Rick Perry in Port City Underground restaurant in Muscatine IA
Rick Perry in Port City Underground restaurant in Muscatine IA

Today is the last day of Gov. Rick Perry's pre-Christmas Iowa bus tour. Perry will return Friday to Texas for a brief Christmas break, then it's back to campaigning.

The Perry campaign has called the bus tour a chance for Iowans to give the Texas governor a second look. As the tour progressed, Perry refined his message and appeared to excite crowds, and by Wednesday afternoon he had assumed the role of a political outsider, which he used at each campaign stop.

Audio: Ben Philpott's story for KUT News

“We need someone who will walk in who has the discipline, who has the courage to break up that old system — an outsider," Perry told a crowd in Muscatine. "And I want to make this pact with you as I wrap up. I’ll have your back in Washington, D.C., for the next four years. God bless you and thank you for coming out here today."

Bob Wise came from Iowa City to hear Perry in Muscatine. He says he came to the event undecided but left a Perry supporter.

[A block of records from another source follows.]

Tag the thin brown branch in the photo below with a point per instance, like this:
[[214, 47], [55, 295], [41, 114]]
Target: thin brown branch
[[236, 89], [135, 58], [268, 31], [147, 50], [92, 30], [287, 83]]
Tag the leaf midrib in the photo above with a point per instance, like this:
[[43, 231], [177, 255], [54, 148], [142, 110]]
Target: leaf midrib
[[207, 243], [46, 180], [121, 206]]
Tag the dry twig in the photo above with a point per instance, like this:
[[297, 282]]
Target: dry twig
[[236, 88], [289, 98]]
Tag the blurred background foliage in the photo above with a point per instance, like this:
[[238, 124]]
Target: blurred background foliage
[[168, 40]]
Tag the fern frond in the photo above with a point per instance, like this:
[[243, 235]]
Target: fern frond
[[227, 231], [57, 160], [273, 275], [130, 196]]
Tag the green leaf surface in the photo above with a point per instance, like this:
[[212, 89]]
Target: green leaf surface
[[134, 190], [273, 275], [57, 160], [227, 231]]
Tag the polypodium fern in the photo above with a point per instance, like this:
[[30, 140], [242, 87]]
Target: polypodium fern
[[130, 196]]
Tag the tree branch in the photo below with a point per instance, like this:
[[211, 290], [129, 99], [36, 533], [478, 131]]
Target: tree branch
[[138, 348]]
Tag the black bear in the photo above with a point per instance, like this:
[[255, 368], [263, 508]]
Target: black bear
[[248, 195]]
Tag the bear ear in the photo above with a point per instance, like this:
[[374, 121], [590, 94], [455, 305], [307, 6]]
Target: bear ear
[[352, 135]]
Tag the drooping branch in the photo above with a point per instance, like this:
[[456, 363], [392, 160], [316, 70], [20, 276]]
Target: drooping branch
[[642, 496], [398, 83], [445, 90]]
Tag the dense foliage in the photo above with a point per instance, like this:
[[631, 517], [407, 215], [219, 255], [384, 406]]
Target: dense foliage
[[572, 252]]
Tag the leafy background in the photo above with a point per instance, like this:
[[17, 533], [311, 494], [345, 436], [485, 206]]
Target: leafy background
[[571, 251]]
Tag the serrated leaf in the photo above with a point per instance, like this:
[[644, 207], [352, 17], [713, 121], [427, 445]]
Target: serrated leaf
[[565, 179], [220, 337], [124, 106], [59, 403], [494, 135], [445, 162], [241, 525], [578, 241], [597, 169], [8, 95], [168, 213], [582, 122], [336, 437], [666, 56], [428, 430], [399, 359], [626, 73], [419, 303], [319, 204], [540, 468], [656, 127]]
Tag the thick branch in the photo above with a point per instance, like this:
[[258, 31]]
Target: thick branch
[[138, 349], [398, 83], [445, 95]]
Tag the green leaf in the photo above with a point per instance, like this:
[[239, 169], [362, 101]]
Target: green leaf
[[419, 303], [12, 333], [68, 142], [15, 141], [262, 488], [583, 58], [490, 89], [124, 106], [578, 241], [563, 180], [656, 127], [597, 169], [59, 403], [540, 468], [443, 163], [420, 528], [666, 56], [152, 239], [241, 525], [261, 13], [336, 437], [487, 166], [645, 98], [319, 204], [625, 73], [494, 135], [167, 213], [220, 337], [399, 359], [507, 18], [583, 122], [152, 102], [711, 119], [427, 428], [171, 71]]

“He’s human, puts his pants on one leg at a time," Wise said. "He’s not Washington, he’s Texas. And he talks the truth, he talks it straight. So if the American people will wake up and listen to that, rather than all the promises that we’ve been getting politically and not had fulfilled, then why not?”

Perry’s drop in the polls and the reason for his second-chance bus tour can be traced back to early debate stumbles. But many of the caucus-goers who turned out during the tour didn't think those mistakes would keep voters from supporting him.

“If somebody is going to pick that apart, they need to get a life," said Margi Mountz of Mount Pleasant.

"You better believe it," said George Wheat, also from Mount Pleasant. "That’s what I’ve said from day one."

Recent polls have been mixed for Perry. One had him in third place, though most place him in fourth — close to former U.S. Sen. Rick Santorum and U.S. Rep. Michele Bachmann. Many pundits believe only one of the three will leave Iowa a viable presidential candidate.